M. I. Mishchenko and L. D. Travis. Capabilities and limitations of a current FORTRAN implementation of the T-matrix method for randomly oriented, rotationally symmetric scatterers. Journal of Quantitative Spectroscopy and Radiative Transfer, 60(3):309–324, 1998. doi:10.1016/S0022-4073(98)00008-9.

[MTL02]

M. I. Mishchenko, L. D. Travis, and A. A. Lacis. Scattering, Absorption, and Emission of Light by Small Particles. Cambridge University Press, 2002.

[PB70]

H. R. Pruppacher and K. V. Beard.
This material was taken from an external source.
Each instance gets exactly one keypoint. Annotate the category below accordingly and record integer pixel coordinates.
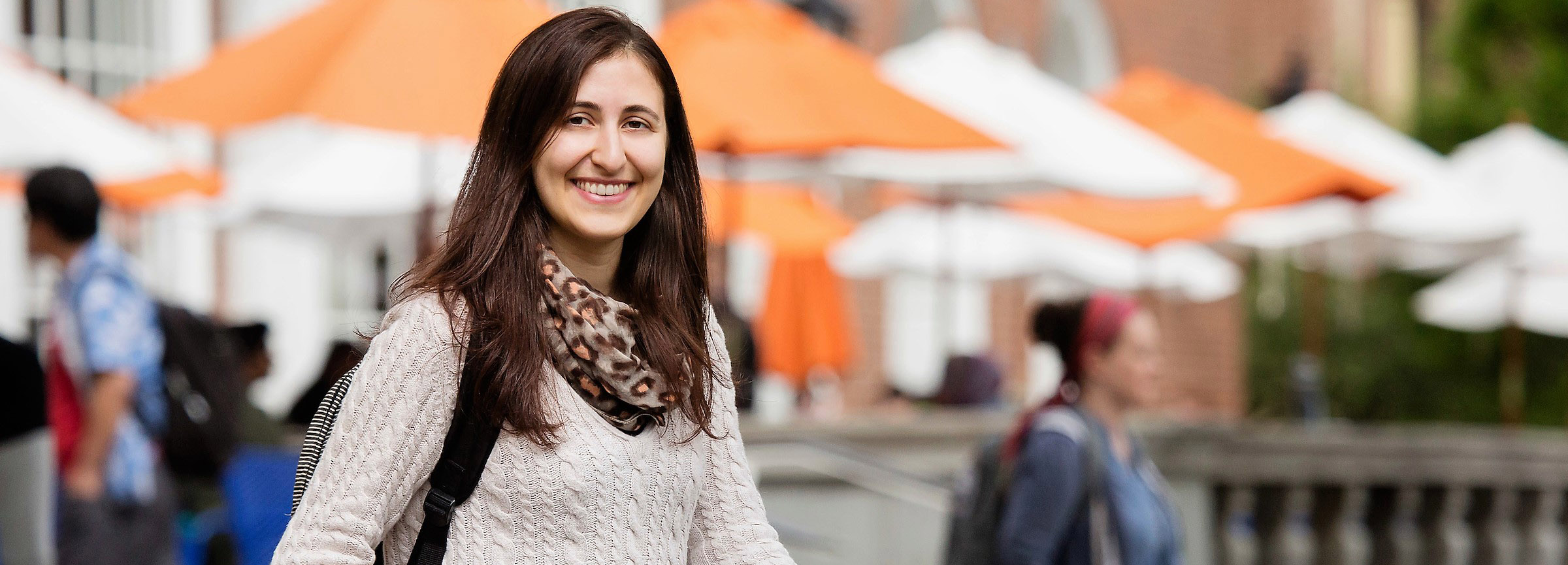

A wind tunnel investigation of the internal circulation and shape of water drops falling at terminal velocity in air. Quarterly Journal of the Royal Meteorological Society, 96(408):247–256, 1970. doi:10.1002/qj.49709640807.

[RN18]

R. M. Rauber and S. W. Nesbitt. Radar Meteorology: A First Course. Wiley, 2018. doi:10.1002/9781118432662.

[THB+07]

M. Thurai, G. J. Huang, V. N. Bringi, W. L. Randeu, and M. Schönhuber. Drop shapes, model comparisons, and calculations of polarimetric radar parameters in rain. Journal of Atmospheric and Oceanic Technology, 24(6):1019–1032, 2007. doi:10.1175/JTECH2051.1.

[Wat71]

P. C. Waterman. Symmetry, unitarity, and geometry in electromagnetic scattering. Physical Review D, 3(4):825–839, 1971. doi:10.1103/PhysRevD.3.825.